Google's project hosting service
Google used the recent O'Reilly Open Source Convention (OSCON) to announce that it is launching a project hosting service. The two primary features of the this service are Subversion hosting, and a brand new take on managing bug reports.
Google has seven Subversion developers on staff who are building a new storage back-end for Subversion to store data in a "Bigtable." A Bigtable is a system for storing and managing very large amounts of structured data. The system is designed to manage several petabytes of data distributed across thousands of machines, with very high update and read request rates coming from thousands of simultaneous clients. This architecture allows Google to scale Subversion up to the meet the demands of storage and concurrency it believes will be needed to serve its members. According to Google's Greg Stein, “The existing two back-ends for Subversion (Berkeley DB and flat files) just do not have the capability to scale to our needs. The Bigtable system also gives us things like failover, monitoring, and performance tuning capabilities that are not present in the standard Subversion back-ends.” More information on Google's version of Subversion can be found on the FAQ.
When asked if Google intends to contribute its Bigtable code back to Subversion, Greg Stein responds: “We're certainly not opposed to the concept, but the devil is in the details.” The issue is that the code that interacts directly with Bigtable cannot be contributed back to the Subversion project since Google has no plans to publish the source code to Bigtable at this time. Stein explains, “We have made a number of changes in the functional tests, and a couple higher level libraries that we are going to contribute back.” However, source code changes that are highly specific to Google's environment will not be contributed back to the Subversion project because as Stein says, “It would not make sense...[since]... those changes would needlessly pollute the code base with no measurable benefit for others.” In essence Stein isn't opposed to contributing source code back to the community and stresses that “We've got to figure out what the best line is that helps the public code base".
One potential solution is to publish a non-working copy of the back-end database simply to see if there is some interest in the open source community for reviewing Google's model. Stein says: “The lessons learned and control/data flow patterns might be helpful for other, future back-ends.” Since Google started work on a version of Subversion that could be integrated with Google's technology “We have been heads-down getting the service built and delivered to the public”, claims Stein. He further states “We have much more work that we want to do, but it may be time for a breather to review what we've done and figure out the best options to get some pieces published.”

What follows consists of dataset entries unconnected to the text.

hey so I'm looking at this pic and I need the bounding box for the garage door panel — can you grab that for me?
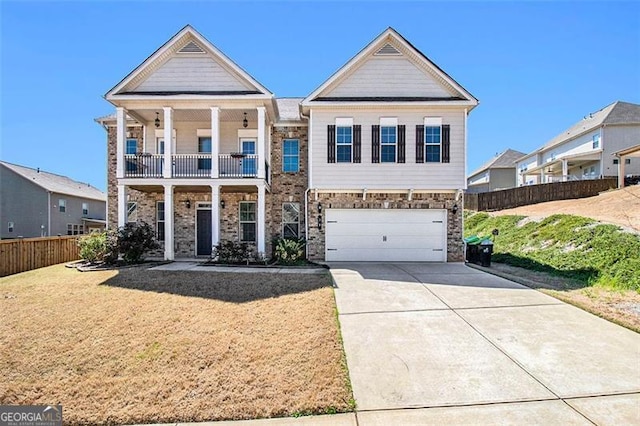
[325,209,447,262]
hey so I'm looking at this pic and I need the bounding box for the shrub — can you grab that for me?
[274,238,306,265]
[117,222,159,264]
[78,230,118,264]
[213,240,254,264]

Google's ability to contribute the source code for its issue tracker back to the open source community falls under constraints similar to those it faces with Subversion. Stein explains, “When you subtract the Bigtable code, the search technology, and a few of the other proprietary pieces, then there is actually very little left.” Stein asserts Google has talked about this right from the start. In the event that someone should want to replicate Google's issue tracker Stein, says, “We'd happily consult with that community about what we've done. There may be a couple pieces we can provide (under the Apache license).”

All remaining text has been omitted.